Perhaps Patrick Mahomes has decided that the money he's already guaranteed in this new contract is more than he'll likely ever need (which of course it is); after all, an athlete's primary concern in these cases is often injury and Mahomes was granted $140 million in injury guarantees the minute he put pen to paper on Monday. Some might forget that Mahomes did suffer what appeared to be a very serious knee injury last October in a game against the Denver Broncos. As it turned out, the severity of his ailment was fairly minor, but next time he might not be so lucky. The fact that Kansas City provided Mahomes with a nine figure golden parachute in the event that his next injury proves to be debilitating could have given him incentive to agree to these terms. On the other hand, perhaps it's the intent of both Mahomes and his representatives to re-negotiate this deal at some point during the life of it - while this could be a gamble on their part, Mahomes certainly wouldn't be the first athlete to gamble on him or herself in this regard and will definitely not be the last, either.
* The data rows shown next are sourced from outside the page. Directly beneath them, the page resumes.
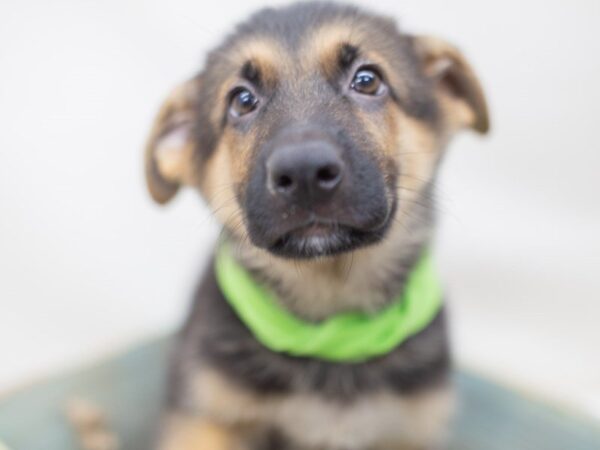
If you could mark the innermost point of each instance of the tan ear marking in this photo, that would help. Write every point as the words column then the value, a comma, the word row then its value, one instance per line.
column 448, row 68
column 170, row 145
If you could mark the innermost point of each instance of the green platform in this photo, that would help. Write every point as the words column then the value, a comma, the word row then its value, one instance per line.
column 129, row 389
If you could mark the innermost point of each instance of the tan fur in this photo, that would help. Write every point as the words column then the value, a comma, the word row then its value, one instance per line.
column 198, row 433
column 441, row 61
column 170, row 145
column 378, row 420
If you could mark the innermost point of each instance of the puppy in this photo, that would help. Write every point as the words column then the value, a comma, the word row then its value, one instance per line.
column 314, row 133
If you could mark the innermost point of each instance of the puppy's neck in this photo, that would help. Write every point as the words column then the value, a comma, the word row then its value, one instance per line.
column 364, row 280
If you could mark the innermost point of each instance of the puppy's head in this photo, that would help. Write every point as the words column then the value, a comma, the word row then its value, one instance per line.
column 313, row 126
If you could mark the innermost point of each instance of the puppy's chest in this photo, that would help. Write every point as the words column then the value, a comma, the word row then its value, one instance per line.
column 311, row 421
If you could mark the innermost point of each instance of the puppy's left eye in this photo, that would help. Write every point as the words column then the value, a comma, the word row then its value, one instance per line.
column 242, row 102
column 367, row 82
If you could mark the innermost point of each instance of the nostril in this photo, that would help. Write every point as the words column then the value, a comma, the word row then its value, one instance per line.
column 328, row 176
column 284, row 182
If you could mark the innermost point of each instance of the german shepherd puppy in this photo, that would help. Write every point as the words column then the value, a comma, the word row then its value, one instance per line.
column 314, row 133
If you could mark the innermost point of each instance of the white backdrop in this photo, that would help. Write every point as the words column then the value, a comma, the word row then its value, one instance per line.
column 89, row 265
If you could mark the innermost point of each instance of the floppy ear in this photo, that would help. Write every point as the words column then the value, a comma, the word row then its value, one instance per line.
column 455, row 78
column 170, row 147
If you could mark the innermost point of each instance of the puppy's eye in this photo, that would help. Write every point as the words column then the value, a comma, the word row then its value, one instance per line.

To summarize, my thoughts on this record agreement between Patrick Mahomes and the Kansas City Chiefs are as follows:

  1. Yes, he can buy a lot of ketchup to put on food where ketchup simply does not belong. That math definitely checks out, I just looked over my Excel formulas.

  2. Although the NFL's Salary Cap is likely to increase steadily over the life of this contract, make no mistake, the Chiefs have a 3-4 year window to maximize their existing core and try to win another title or two before Mahomes' cap hits cause their roster to thin out a bit. The cap can be manipulated of course, but only so much. Sacrifices will be made, likely revolving around the middle third of the roster, decreasing depth. Being a consistent title contender at that point will be far from a certainty.

  3. The over/under of the amount of times this deal will be altered prior to its 2031 expiration should be set at about 3.5, (either re-structures or extensions).

  4. While locking Mahomes in for the next 12 seasons should be viewed as an absolute win for the Chiefs and their fans, the assumption that it somehow guarantees the team several more Super Bowl appearances and/or titles is a flawed one. The Patriots have broken peoples' brains and made it seem like creating an NFL "Dynasty" is somehow a simple achievement, when in reality, New England's 20 year run is an outlier, unlikely to ever be replicated. Case in point: Aaron Rodgers won his first Super Bowl in February 2011 and, nearly a decade later, hasn't been back since. Superb Quarterback play is often the biggest factor in making a Super Bowl run, yes (at least 90% of the time), but there are many other variables at play that shouldn't be so easily forgotten.

Well, there you have it, folks! Those are my drawn out thoughts on Patrick Mahomes, his soon to be overflowing bank account and all of the future fancy dinners that he's sure to ruin by asking the waiter or waitress to bring a bottle of Hunt's over to the table for his Filet Mignon. There really aren't any "winners" or "losers" here, at least not yet. I can't stand when people declare their opinion to be the clear outcome of a draft, free agent signing, trade, etc. within hours of said event occurring. All we can really do is sit and watch how things unfold. With Patrick Mahomes slowly becoming the new face of the National Football League, it's fairly obvious that we'll all be watching from afar to see just how this next decade plays out.